PATIENTS AND METHODS: Twenty-seven patients with progressive, advanced, pure seminoma were treated with salvage chemotherapy. Fifteen patients were treated with conventional-dose cisplatin-and-ifosfamide combination chemotherapy. Twelve patients were treated with high-dose chemotherapy followed by autologous stem-cell rescue.

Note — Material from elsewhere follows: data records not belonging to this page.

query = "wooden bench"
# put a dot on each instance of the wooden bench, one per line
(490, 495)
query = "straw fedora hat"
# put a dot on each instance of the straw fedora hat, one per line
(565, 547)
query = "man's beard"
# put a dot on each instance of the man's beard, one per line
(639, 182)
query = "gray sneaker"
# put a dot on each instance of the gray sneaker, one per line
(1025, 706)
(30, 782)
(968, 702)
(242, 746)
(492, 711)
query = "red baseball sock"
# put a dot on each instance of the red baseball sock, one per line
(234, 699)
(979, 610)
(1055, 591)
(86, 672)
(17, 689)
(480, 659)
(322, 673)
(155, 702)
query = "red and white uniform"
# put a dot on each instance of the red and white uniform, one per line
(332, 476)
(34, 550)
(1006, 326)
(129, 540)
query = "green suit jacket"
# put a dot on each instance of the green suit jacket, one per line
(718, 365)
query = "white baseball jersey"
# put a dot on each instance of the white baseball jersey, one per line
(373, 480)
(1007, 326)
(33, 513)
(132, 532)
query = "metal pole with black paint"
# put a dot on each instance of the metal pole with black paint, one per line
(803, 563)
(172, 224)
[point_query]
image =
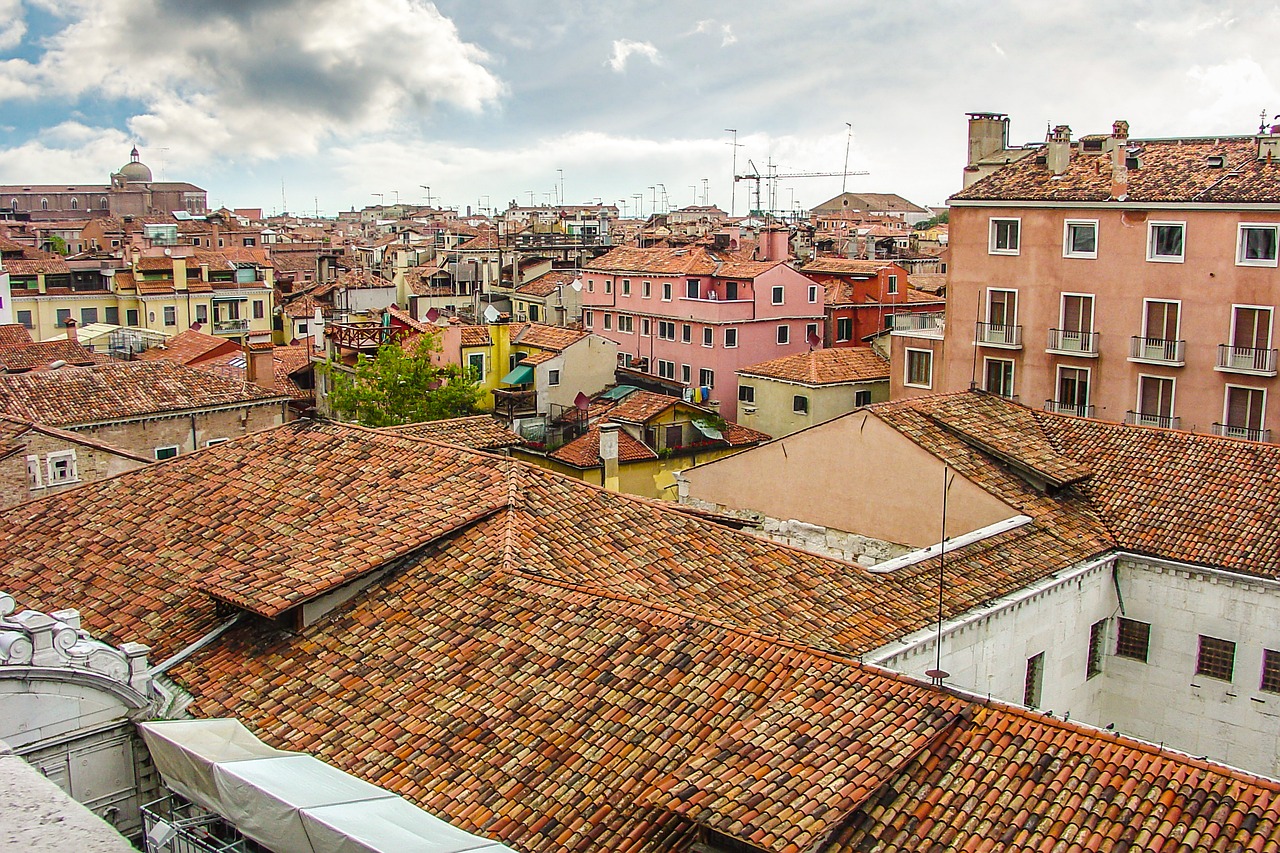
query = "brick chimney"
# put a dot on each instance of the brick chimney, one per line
(1057, 151)
(1118, 145)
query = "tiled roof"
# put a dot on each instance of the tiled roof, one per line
(33, 356)
(545, 337)
(567, 669)
(584, 451)
(1169, 170)
(188, 347)
(824, 366)
(119, 391)
(479, 432)
(547, 283)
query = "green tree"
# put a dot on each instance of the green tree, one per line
(401, 387)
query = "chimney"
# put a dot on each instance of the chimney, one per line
(609, 455)
(1118, 146)
(1057, 153)
(260, 364)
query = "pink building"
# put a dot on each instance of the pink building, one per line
(1116, 278)
(693, 316)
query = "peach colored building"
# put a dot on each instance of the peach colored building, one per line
(691, 316)
(1116, 278)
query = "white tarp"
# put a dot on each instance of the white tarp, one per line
(291, 802)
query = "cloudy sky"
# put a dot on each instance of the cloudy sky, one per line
(346, 103)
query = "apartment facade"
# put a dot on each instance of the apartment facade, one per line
(693, 316)
(1125, 279)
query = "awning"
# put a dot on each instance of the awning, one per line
(288, 801)
(521, 375)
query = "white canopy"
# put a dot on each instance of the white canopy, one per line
(291, 802)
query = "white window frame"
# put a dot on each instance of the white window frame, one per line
(1239, 243)
(906, 368)
(1066, 238)
(992, 231)
(1151, 242)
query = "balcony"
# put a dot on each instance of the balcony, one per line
(1073, 342)
(1226, 430)
(231, 327)
(924, 324)
(1162, 351)
(1075, 410)
(1247, 360)
(997, 334)
(1142, 419)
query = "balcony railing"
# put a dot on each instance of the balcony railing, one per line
(1143, 419)
(231, 327)
(1073, 342)
(1257, 363)
(1242, 432)
(923, 324)
(1078, 410)
(997, 334)
(1157, 351)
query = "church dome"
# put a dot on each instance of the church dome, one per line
(135, 170)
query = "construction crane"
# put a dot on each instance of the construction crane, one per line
(772, 176)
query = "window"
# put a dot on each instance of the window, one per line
(1133, 639)
(919, 368)
(1270, 671)
(844, 328)
(1033, 683)
(1097, 635)
(1156, 401)
(1005, 236)
(1216, 658)
(1080, 238)
(999, 377)
(1257, 246)
(1165, 241)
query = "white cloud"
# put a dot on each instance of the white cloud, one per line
(624, 49)
(265, 78)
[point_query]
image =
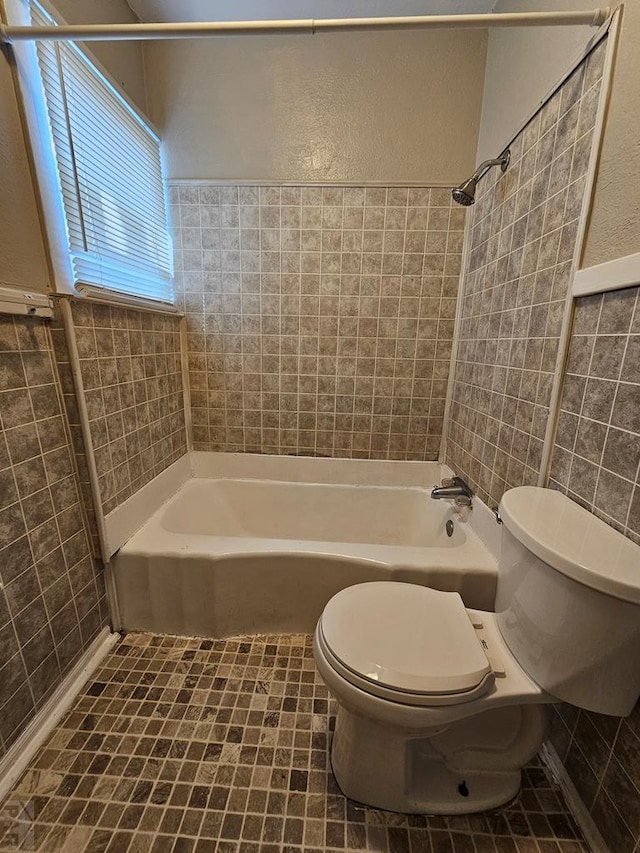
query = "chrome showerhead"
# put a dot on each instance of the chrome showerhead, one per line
(465, 194)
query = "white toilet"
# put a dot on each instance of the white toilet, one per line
(439, 707)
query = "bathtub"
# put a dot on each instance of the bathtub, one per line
(244, 555)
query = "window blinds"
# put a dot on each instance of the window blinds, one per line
(110, 175)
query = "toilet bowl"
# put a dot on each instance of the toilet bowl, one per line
(440, 706)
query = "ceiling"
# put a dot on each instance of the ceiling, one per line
(258, 10)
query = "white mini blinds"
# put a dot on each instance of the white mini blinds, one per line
(110, 174)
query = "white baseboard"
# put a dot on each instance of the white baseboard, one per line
(16, 760)
(573, 799)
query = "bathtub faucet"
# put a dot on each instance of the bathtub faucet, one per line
(453, 489)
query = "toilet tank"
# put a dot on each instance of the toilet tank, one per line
(568, 600)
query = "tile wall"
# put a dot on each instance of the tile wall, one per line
(523, 238)
(597, 448)
(320, 319)
(596, 461)
(52, 599)
(131, 369)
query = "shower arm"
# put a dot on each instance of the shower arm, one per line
(177, 30)
(483, 168)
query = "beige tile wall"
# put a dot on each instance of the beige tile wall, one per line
(320, 319)
(523, 236)
(52, 599)
(131, 370)
(596, 461)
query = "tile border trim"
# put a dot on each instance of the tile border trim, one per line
(610, 275)
(18, 757)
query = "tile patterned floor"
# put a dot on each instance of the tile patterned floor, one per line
(197, 745)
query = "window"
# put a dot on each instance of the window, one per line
(110, 176)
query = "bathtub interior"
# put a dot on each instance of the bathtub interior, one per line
(318, 512)
(233, 554)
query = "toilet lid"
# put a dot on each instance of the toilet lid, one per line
(405, 637)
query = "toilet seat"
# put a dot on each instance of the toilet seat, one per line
(406, 643)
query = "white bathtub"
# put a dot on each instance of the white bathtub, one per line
(237, 555)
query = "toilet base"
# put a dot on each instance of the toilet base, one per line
(472, 766)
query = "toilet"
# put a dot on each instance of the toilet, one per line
(440, 706)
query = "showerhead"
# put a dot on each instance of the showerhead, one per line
(465, 194)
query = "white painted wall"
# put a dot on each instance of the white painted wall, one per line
(523, 64)
(23, 261)
(387, 107)
(614, 228)
(123, 60)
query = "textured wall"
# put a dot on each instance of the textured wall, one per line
(122, 59)
(596, 461)
(523, 66)
(131, 370)
(523, 237)
(320, 320)
(23, 262)
(390, 107)
(52, 605)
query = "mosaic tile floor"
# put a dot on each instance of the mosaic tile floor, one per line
(187, 745)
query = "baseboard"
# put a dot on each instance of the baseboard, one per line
(573, 799)
(16, 760)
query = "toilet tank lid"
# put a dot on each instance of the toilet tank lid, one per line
(573, 541)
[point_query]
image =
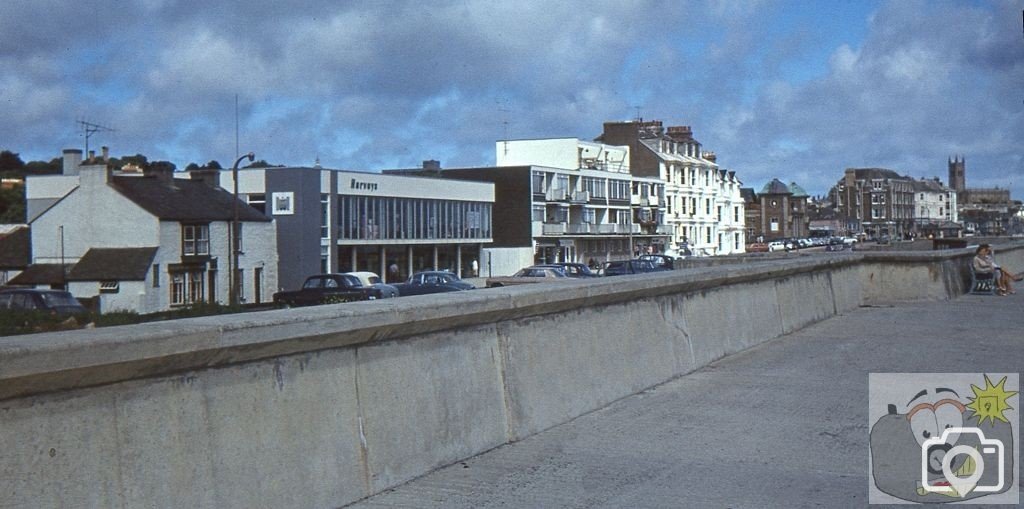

RESULTS: Fifteen patients (56%) achieved a complete response (CR), nine achieved CR with a conventional-dose cisplatin and ifosfamide program, and six experienced CR after high-dose chemotherapy. Fourteen patients (52%) are alive and disease-free, with 13 (48%) continuously disease-free at a median follow-up of 72 months. Twelve (57%) of 21 patients whose pretreatment tumors were studied morphologically were found to have seminoma with atypia. Eight patients underwent resection after salvage chemotherapy; six with histologic findings of necrotic debris/fibrosis alone are alive and disease-free at last follow-up. Both patients with viable seminoma found at surgery died of disease.

CONCLUSION: Most patients with advanced seminoma are cured with standard first-line programs of cisplatin and etoposide with or without bleomycin. A small minority of patients with pure seminoma have resistant tumors and require salvage chemotherapy. In this setting, approximately 50% of patients with recurrent pure seminoma achieve durable CR with conventional or high-dose salvage chemotherapy. Identification of biologic markers to predict clinical outcome and an enhanced understanding of the basic biologic features of seminoma may lead to improvements in the management of this disease.